Interrogée sur la temporalité, la sociologue Sylviane Bulle a apporté un regard plus réservé, tout en partageant l’objectif d’un État palestinien. Elle a regretté que la conférence internationale ait été annulée, rappelant que cette initiative aurait permis de braquer à nouveau les projecteurs sur Gaza et la Cisjordanie. « Détourner le regard de cette conférence, c’est aussi détourner les yeux de Gaza », a-t-elle affirmé.
Pour Bulle, les conditions politiques ne sont pas réunies, notamment du côté israélien. Elle considère cependant que la reconnaissance aurait une valeur symbolique forte : « Ça ne changera pas grand-chose dans le contexte actuel », mais elle porterait un message clair à Israël : « Non, on ne vous laissera pas faire. »
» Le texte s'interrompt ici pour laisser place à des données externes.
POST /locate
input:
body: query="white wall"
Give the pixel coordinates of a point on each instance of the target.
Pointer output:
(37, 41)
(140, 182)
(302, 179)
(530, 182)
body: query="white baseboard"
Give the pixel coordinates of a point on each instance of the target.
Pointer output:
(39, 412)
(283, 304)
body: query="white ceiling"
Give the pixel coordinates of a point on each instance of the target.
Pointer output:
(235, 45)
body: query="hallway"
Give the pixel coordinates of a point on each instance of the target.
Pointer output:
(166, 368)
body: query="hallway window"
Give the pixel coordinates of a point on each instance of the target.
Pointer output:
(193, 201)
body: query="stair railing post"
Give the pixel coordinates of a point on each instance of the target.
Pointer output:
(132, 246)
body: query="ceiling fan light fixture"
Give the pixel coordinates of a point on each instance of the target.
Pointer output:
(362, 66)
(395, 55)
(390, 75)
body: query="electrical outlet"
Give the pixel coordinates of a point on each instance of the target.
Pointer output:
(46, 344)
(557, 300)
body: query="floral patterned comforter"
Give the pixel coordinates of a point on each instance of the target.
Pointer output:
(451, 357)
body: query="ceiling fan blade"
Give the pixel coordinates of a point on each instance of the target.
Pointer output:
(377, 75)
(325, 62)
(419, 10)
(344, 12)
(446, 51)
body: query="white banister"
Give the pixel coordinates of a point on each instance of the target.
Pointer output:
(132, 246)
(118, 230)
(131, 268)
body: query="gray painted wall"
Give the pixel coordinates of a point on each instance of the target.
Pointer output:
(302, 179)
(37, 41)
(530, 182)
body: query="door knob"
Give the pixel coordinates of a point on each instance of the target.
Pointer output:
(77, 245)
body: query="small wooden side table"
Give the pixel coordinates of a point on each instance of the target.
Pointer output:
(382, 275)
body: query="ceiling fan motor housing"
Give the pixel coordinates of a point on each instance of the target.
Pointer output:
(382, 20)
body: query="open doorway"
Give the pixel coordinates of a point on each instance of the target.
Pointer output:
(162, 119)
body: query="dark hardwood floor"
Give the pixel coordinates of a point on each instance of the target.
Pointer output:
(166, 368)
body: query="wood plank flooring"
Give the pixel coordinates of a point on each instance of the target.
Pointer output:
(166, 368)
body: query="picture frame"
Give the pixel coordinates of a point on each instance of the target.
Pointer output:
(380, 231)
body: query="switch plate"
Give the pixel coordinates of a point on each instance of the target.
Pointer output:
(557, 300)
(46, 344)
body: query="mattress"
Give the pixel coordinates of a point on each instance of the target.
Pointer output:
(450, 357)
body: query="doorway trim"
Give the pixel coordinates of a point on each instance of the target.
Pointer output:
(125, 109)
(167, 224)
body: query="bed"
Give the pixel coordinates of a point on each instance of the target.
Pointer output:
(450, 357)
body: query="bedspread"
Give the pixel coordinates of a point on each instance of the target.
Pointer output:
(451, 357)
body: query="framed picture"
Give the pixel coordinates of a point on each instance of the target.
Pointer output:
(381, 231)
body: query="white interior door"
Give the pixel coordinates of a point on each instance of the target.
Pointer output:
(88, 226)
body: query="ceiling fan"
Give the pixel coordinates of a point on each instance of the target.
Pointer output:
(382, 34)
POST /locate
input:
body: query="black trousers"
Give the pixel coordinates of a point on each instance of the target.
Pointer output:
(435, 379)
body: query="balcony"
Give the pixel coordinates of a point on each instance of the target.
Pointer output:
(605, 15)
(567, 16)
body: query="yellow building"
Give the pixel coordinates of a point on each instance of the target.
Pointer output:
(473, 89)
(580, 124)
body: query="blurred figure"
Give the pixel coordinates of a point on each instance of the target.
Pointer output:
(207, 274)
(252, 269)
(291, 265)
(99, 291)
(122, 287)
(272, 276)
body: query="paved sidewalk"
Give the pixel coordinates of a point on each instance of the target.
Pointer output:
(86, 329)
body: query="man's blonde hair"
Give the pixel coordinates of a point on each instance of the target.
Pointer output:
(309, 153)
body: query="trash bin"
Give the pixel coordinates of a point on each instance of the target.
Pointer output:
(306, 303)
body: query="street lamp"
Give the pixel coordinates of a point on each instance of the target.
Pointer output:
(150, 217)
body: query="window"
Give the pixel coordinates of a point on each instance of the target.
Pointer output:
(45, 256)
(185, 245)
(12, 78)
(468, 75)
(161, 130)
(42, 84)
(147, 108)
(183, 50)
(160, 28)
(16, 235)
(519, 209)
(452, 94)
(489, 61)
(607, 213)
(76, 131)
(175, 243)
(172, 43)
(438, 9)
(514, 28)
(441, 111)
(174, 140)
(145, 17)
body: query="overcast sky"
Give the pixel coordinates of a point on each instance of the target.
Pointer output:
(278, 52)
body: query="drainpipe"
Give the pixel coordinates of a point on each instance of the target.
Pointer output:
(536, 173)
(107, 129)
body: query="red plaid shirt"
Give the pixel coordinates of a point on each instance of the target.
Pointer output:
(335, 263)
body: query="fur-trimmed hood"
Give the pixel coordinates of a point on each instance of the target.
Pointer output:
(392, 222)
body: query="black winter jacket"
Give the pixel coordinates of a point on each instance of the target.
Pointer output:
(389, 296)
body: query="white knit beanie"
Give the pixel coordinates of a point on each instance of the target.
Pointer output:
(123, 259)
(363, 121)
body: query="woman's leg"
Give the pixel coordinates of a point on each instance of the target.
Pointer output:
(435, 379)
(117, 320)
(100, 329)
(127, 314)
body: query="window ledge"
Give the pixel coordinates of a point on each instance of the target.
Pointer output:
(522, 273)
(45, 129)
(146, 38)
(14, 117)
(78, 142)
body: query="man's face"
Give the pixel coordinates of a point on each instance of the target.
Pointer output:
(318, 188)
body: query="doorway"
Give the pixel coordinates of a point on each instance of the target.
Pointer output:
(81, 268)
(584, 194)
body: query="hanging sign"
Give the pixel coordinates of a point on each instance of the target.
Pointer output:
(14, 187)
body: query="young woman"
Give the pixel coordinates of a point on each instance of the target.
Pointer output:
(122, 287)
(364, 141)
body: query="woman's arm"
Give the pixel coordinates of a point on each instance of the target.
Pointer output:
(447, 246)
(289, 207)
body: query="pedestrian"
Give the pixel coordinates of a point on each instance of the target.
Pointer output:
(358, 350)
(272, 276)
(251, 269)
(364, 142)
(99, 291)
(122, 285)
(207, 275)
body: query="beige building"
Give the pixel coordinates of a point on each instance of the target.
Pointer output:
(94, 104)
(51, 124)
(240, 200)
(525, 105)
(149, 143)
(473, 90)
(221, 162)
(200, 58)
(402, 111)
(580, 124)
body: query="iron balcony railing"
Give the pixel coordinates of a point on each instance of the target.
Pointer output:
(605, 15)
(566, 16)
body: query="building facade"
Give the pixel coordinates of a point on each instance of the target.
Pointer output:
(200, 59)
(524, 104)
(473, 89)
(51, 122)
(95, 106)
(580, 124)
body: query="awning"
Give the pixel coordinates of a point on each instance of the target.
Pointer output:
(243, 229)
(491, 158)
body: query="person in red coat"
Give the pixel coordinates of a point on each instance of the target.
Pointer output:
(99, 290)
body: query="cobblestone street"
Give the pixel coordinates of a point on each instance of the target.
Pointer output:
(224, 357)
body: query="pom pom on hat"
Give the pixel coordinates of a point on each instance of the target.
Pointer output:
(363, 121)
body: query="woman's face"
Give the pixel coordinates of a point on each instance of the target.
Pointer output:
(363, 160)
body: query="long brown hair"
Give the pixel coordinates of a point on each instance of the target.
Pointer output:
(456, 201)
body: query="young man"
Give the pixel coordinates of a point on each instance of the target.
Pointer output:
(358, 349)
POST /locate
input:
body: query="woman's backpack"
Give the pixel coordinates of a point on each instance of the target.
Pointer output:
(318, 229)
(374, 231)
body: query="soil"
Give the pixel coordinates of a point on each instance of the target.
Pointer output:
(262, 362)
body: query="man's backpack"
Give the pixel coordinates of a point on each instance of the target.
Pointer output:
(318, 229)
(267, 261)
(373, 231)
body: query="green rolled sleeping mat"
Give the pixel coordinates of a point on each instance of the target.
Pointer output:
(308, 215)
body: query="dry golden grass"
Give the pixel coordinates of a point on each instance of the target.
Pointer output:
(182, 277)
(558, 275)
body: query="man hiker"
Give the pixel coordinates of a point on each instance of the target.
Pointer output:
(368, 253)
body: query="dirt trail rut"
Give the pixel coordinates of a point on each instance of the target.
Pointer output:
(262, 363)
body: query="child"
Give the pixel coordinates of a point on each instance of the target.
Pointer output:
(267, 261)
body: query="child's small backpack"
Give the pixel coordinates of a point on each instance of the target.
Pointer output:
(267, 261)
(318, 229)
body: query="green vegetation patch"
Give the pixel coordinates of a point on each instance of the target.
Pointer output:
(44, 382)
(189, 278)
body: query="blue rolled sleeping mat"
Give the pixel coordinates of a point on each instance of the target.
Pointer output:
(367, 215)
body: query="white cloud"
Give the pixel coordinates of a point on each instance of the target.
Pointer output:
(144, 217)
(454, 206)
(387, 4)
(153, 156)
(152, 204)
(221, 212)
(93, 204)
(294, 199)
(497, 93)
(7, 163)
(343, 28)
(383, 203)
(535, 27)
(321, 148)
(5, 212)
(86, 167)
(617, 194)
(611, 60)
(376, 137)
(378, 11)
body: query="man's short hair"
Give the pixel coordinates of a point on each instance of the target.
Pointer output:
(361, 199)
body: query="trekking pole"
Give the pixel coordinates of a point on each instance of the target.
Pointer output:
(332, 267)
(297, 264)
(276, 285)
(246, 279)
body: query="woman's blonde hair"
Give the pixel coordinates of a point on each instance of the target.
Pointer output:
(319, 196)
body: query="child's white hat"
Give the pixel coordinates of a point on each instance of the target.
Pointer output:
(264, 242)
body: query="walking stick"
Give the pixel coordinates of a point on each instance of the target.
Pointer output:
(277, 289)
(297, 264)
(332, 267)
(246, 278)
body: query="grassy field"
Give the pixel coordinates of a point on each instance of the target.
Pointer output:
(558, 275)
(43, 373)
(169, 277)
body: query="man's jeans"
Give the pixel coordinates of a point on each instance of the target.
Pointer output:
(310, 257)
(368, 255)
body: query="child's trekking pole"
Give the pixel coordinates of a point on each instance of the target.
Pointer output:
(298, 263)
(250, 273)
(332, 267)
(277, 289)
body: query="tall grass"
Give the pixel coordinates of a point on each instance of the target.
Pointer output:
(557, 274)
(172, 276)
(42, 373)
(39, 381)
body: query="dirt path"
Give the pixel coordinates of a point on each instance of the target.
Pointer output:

Elle a dénoncé une stratégie israélienne de « destruction de toute cohésion palestinienne », visant à effacer toute forme d’organisation ou de représentation nationale. Reconnaître la Palestine, dans ce cadre, permettrait de réaffirmer l’existence d’un peuple et d’un droit international. « C’est un message de non-abandon », a-t-elle insisté, rappelant que cette question, trop longtemps évacuée, s’est brutalement réinvitée depuis les événements du 7 octobre et l’intensification de la guerre à Gaza.
Pour rappel, Emmanuel Macron a confirmé vendredi le report de la conférence internationale sur la reconnaissance de la Palestine, initialement prévue le 18 juin à New York, sous co-présidence française et saoudienne. Ce report intervient dans un contexte de forte dégradation sécuritaire au Proche-Orient, notamment entre Israël et l’Iran, et alors que la guerre à Gaza entre dans son vingtième mois. Le Président français a néanmoins affirmé que sa « détermination à avancer vers la solution à deux États » restait « entière ».
- Situation humanitaire à Gaza
Pour rappel, depuis la reprise des hostilités par Tel Aviv le 18 mars 2025, après un cessez-le-feu, les attaques israéliennes ont tué plus de 5 000 Palestiniens, portant le bilan total à Gaza à plus de 55 000 morts, depuis le début du conflit en octobre 2023, suite à une attaque du Hamas. La majorité des victimes palestiniennes sont des civils, notamment des enfants et des femmes. Malgré l'annonce de cessez-le-feu, les violations persistent, aggravant la situation humanitaire déjà critique.
Pour rappel, la Cour internationale de Justice (CIJ) a ordonné à Israël, le 26 janvier 2024, de prévenir tout acte de génocide à l'encontre des Palestiniens à Gaza et de permettre l'accès à l'aide humanitaire. De son côté, la Cour pénale internationale (CPI) a émis, le 21 novembre 2024, plusieurs mandats d'arrêt, notamment contre le premier ministre israélien Benyamin Netanyahu pour crimes contre l'humanité et crimes de guerre commis dans la bande de Gaza.
Par ailleurs, Israël bloque l’entrée de toute aide humanitaire dans la bande de Gaza, invoquant des raisons de sécurité. Quelques autorisations minimes de passage de l'aide humanitaire ont été accordées, mais celles-ci demeurent largement insuffisantes pour répondre aux besoins de la population gazaouie.
Ce blocus a été condamné par plusieurs ONG, dont Médecins du monde, Oxfam et le Norwegian Refugee Council, qui alertent sur un "effondrement total" de l’aide humanitaire et dénoncent "l’un des pires échecs humanitaires de notre génération". Dans ce contexte, le ministre israélien de la Défense, Israel Katz, a réaffirmé qu’"aucune aide humanitaire n’entrera à Gaza".